If this guy lived today he’d probably pull out his iPhone and post something on social media to shout his misguided views into his online echo chamber.

The way this man speaks about this woman to the crowd, and not to Jesus or her, serves to “other” her. It’s a tactic used by all sorts of people in power. Consider how in Australian political discourse the language used to describe government policy regarding asylum seekers has used the phrase “Stop the Boats.” The focus is not on the people because the Australian public might actually care about people. No one cares about “Boats,” right? They describe what they’re doing as “illegal” to make them sound like criminals and then call them “boats” to take away their humanity completely.

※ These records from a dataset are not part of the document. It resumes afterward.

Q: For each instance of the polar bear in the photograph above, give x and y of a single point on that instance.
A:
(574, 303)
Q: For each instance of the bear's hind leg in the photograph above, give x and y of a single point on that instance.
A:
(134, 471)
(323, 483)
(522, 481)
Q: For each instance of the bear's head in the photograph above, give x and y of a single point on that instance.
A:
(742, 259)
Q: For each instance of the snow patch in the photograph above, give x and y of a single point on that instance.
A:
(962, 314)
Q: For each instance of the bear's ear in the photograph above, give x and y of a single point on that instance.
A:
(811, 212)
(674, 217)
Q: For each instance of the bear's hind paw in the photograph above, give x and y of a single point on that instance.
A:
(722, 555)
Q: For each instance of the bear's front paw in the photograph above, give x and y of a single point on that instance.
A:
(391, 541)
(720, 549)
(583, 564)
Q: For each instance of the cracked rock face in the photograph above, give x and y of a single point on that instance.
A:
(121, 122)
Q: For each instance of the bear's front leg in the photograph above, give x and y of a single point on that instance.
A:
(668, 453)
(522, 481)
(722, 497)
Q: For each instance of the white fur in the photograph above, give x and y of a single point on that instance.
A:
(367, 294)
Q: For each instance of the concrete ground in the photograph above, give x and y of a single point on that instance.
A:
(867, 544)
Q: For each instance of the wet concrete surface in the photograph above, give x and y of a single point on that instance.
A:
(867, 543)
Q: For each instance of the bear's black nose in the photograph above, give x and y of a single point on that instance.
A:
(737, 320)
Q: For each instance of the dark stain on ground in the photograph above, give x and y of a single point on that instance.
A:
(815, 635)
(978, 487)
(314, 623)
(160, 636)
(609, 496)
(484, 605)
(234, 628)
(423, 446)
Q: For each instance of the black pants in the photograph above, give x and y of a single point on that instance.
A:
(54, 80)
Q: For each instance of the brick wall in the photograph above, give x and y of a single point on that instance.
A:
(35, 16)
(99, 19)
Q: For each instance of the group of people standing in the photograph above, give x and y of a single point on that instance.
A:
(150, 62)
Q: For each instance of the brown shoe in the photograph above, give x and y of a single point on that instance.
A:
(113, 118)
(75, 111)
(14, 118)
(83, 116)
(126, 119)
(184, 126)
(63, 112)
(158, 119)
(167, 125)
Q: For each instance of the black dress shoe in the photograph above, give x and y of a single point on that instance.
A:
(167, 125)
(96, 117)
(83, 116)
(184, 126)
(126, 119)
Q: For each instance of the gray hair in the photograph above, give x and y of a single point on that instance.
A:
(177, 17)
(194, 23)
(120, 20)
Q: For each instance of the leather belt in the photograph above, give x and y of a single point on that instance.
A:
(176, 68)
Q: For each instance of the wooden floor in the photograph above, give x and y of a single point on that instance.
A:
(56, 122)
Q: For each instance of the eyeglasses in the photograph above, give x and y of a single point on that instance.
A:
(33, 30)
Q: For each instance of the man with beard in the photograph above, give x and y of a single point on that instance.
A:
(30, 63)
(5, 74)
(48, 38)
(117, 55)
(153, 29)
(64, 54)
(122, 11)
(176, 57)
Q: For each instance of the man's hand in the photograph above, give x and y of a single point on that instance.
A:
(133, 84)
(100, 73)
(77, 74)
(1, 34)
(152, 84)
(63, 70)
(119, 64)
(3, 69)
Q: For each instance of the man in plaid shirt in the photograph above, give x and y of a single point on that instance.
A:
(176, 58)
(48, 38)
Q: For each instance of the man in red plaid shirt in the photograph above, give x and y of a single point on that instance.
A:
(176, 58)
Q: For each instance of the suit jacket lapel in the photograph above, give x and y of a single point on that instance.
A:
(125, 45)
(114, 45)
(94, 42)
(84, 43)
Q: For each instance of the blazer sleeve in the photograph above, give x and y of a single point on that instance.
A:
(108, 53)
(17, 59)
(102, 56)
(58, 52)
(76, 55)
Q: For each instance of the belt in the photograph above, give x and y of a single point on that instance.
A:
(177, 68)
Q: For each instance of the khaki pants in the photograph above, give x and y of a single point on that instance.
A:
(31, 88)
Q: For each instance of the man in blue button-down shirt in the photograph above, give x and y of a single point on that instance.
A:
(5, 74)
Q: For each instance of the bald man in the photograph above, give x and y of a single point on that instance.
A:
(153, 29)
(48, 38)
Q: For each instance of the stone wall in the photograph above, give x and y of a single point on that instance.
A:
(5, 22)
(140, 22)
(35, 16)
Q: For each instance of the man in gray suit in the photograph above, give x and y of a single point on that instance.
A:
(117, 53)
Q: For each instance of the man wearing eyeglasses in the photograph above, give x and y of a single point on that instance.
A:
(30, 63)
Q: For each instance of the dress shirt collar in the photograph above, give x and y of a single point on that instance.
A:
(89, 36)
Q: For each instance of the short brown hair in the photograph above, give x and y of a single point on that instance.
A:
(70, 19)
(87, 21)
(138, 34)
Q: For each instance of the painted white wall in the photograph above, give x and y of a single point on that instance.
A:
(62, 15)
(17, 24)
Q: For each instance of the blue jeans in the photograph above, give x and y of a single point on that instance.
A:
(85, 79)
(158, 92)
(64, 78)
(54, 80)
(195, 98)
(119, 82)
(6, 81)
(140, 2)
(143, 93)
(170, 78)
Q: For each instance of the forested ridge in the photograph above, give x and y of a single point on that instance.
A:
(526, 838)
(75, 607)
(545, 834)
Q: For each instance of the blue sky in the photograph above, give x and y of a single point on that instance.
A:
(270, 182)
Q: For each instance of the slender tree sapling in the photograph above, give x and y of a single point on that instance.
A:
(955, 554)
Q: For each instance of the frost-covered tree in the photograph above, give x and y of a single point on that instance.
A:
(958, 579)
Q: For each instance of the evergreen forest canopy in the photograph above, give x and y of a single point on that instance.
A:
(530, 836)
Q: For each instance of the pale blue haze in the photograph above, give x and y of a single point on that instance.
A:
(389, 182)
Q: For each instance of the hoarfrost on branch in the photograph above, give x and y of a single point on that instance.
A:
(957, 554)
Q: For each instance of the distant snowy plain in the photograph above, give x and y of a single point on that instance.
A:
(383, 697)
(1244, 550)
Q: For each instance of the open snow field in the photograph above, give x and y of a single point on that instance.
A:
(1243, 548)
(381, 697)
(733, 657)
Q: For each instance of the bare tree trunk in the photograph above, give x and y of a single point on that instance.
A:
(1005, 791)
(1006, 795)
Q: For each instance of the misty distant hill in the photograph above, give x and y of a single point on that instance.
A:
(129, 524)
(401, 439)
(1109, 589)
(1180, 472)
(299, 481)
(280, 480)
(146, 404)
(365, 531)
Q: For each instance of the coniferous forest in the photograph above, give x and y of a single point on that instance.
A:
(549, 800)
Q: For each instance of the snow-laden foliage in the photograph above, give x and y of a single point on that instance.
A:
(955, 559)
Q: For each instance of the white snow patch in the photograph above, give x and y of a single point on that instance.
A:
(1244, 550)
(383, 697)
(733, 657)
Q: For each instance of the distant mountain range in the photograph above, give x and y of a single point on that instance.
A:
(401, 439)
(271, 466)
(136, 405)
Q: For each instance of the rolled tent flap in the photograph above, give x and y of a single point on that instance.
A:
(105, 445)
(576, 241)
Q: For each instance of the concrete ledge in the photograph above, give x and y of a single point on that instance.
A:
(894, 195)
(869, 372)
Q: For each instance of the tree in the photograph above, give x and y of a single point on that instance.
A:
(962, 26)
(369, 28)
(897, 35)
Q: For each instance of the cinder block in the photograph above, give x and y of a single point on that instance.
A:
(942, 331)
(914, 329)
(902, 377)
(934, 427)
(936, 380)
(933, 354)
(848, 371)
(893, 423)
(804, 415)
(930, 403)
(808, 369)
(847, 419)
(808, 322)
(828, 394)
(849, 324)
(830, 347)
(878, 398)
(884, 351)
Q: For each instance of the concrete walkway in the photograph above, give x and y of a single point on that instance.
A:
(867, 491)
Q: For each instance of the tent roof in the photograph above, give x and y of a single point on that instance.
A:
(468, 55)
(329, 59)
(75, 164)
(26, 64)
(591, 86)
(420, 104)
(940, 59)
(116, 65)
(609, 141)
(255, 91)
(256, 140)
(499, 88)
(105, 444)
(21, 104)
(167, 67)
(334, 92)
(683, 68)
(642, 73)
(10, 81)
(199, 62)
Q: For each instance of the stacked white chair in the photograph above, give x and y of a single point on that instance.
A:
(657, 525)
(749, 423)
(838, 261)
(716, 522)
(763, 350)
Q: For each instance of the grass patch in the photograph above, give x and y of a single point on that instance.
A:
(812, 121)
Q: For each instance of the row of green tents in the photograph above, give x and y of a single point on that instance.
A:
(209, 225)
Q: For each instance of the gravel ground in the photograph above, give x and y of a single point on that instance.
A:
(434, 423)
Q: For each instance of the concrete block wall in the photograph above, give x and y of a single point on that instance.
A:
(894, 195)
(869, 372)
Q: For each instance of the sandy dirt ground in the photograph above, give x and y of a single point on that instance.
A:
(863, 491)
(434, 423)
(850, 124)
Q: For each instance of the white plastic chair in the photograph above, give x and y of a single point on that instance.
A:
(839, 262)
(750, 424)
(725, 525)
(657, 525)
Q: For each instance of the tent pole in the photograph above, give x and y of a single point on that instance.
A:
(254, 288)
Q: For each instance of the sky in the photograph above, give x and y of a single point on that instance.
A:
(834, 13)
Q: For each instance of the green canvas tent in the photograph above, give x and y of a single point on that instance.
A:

Jesus is having none of it. In response he speaks directly to him and those who follow him. “You hypocrites!” And then he forces their gaze back upon her. He forces them to see her. Jesus saw her. He wants this man, and the crowd, to see her too. To see this woman who only moments ago was hunched over and had been for eighteen years. Now she is standing upright and praising God. Not only that, he emphasises her place within the family of God. She is their sister – “ought not this woman, a daughter of Abraham.” It’s the same tactic Jesus used in Simon the Pharisee’s home when a woman of ill-repute walked in and dared to wash Jesus’ feet with her hair. On that occasion, when Simon attempted to “other” her, Jesus forced Simon’s gaze upon her and said to him – “Do you see this woman?” (Luke 7:44).

In this synagogue, in today’s passage, Jesus saw her. He called her. He healed her. And this man tried to exclude her for it.

“You hypocrites!”

And the crowd, and the woman, did what was right and joined with Jesus in the celebration.

We sit together here at Holy Name of Jesus parish. The core values of this parish are listed on our website: 


Traditional worship style

Safe and trusted environment

Multi-cultural and inclusive

Engaged and participatory congregation


I recall the first time I entered this church building. I too was hunched over and burdened by my own brokenness. I experienced a moment when it was like Jesus touched me on the shoulder and said to me “Adam, you are set free from your ailment.” I stood up straight and praised God. I experienced a safe, trusted, inclusive, engaging, and participatory church that reached out to me and made me feel welcome.

I read those core values and honestly feel they are reflected in the lives of the people that are here today. I’m so glad God led me to this parish and that it has become our home. I join with you in trying to live out those values every day.

Those values suggest that we are a church where everyone is welcome regardless of age, gender, ethnicity, physical ability, intellectual capability, sexuality or past Christian experience. Welcoming, safe, trusted, inclusive. All of these words are important and I think consistent with our passage today and the gospel of our Lord that we proclaim together.

The challenge is to live these values out. To be a place that is genuinely these things all the time towards all people.

Otherwise, we’re just hypocrites.

So let’s be a welcoming, safe, trusted, inclusive, engaged and participatory congregation. And let’s join together, with Jesus, in the celebration of the wonderful things that God is doing in this place.